How to Do the Stats for Your Fellowship Project

Author

Brian Locke, MD MSCI

Learning Objectives: 

  1. Set Up Statistical Software
  2. Share “tacit knowledge” (how it’s actually done) of how to choose a statistical analyses and perform it.
  3. Understanding the structure of frequentist statistical tests
  4. Understand the logic of regression models

Bad news: you’ll need to learn how to do statistical analyses:

  • realistically, you’ll probably have to do your own stats somewhat
  • if you join a project that has a statistican (or get CTSI assistance), you’ll still need to be able to specify, critique, and interpret the analyses. It will help substantially to have (at least) basic working knowledge.
# TODO:  
# Fix links on Rpubs version.
# Shorten a bit for 1h session
# Change structure to intentionally start people off installing, then progress
# I think perhaps the initial data pull in didn't work? 
# Trouble shoot regression and chi2 equivalence... may be easier with linear regression.
# Add some information on distributions and assumptions
# Create an example of using chatgpt to troubleshoot an error

Statistical Programming

R Stata Python
Cost Free Requires License Free
IDE RStudio Built in editor Many (Visual Code best)
Strengths Best epi / trials libraries for helpful functions Simple functionality; powerful quasi-experimental/Meta-analysis. U of U MSCI uses. Best NLP, machine learning libraries
Weakness Clunky syntax; many ‘dialects’ Simple syntax Moderately Complex Syntax
Explainable Programming* Quarto No options Jupyter

*The idea that code should be readable by consumers of science has caught on in more quantitative fields (Math, CS), but will be coming to medicine. Long overdue. Learn now.

Objective 1: Get Set Up

Step 1: Install R Language https://cran.r-project.org/
Step 2: Install RStudio https://posit.co/downloads/ RStudio is an IDE (development environment)
Step 3: Install Quarto (formerly Markdown) https://quarto.org/docs/get-started/ Facilitates sharing and explaining your code. Will soon be standard in medical science.
Step 4: Download this document https://github.com/reblocke/fellow_stats “fellow_stats.qmd”

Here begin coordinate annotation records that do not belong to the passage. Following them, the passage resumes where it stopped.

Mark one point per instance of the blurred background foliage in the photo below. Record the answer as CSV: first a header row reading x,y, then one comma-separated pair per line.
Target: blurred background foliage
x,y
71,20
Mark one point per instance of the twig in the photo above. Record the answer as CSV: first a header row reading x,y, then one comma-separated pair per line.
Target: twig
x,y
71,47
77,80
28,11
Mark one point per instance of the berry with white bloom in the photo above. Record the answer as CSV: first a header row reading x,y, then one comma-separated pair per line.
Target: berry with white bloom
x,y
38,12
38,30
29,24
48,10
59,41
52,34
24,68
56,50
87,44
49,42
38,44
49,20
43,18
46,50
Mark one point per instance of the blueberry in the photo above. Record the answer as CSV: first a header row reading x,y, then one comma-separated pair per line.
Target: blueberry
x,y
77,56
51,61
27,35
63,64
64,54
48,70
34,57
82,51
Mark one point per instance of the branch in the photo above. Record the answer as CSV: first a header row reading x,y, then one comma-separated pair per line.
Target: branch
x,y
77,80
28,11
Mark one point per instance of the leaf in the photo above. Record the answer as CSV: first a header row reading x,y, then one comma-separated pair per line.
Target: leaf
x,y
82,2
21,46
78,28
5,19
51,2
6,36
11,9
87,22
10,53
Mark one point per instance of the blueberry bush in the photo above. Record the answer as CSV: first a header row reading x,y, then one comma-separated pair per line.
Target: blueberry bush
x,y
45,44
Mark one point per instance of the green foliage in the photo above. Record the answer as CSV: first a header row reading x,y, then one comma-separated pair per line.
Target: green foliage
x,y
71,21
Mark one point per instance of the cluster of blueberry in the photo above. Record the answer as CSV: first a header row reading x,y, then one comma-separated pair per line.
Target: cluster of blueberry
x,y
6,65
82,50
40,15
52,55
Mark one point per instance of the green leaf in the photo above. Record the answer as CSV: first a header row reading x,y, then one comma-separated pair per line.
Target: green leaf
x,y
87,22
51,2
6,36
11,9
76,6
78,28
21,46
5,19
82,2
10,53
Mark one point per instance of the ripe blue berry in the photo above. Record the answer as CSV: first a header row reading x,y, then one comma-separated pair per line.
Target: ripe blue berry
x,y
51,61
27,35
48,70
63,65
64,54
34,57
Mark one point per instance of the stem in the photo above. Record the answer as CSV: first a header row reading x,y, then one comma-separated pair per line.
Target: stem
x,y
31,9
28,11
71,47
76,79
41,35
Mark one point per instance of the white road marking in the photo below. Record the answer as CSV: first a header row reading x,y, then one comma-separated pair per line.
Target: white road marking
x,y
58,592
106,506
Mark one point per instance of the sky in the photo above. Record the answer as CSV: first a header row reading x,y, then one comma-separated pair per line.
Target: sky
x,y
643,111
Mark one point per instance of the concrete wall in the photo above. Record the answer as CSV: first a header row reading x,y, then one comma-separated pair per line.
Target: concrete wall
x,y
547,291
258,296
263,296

This page is made using Quarto.

Objective 2(a): How to do a statistical analysis

Step 0: Save yourself a headache and collect your data in a processable format https://open.substack.com/pub/statsepi/p/simple-tips-for-recording-data-in 

Step 1: Data Wrangling

  • Each row is an observation (usually a patient)
  • Each column contains only 1 type of data (more below)
  • No free text (if you need to, categorize responses)

Step 2: For each data element, consider the data type

  • Binary (aka dichotomous scale): e.g. Yes or No, 0 or 1
  • Unordered Categorical (nominal scale): e.g. Utah, Colorado, Nevada, Idaho
  • Ordered Categorical (ordinal scale): e.g. Room air, nasal cannula, HFNC, intubated, ECMO, dead
  • Continuous (interval & ratio scales - differ by whether 0 is special): e.g. Temperature (Celsius or Kelvin, respectively)
dichotomous nominal ordinal interval
a.ka. binary categorical ordered categorical continuous
n X X X X
% X X X X
min X X
max X X
range X X
mode X X X X
mean X
median X X
IQR X X
Std. dev. X
Std. err. X

From: Stoddard GJ. Biostatistics and Epidemiology Using Stata: A Course Manual. Salt Lake City, UT: University of Utah School of Medicine.

Step 3: Visualize the distribution of each data-point (detect outliers, data entry errors, etc.)

Darren’s hypothetical code lives in a spreadsheet “darren_proj.xlsx”:

Here is some code that loads the excel spreadsheet into R (we’ll revisit)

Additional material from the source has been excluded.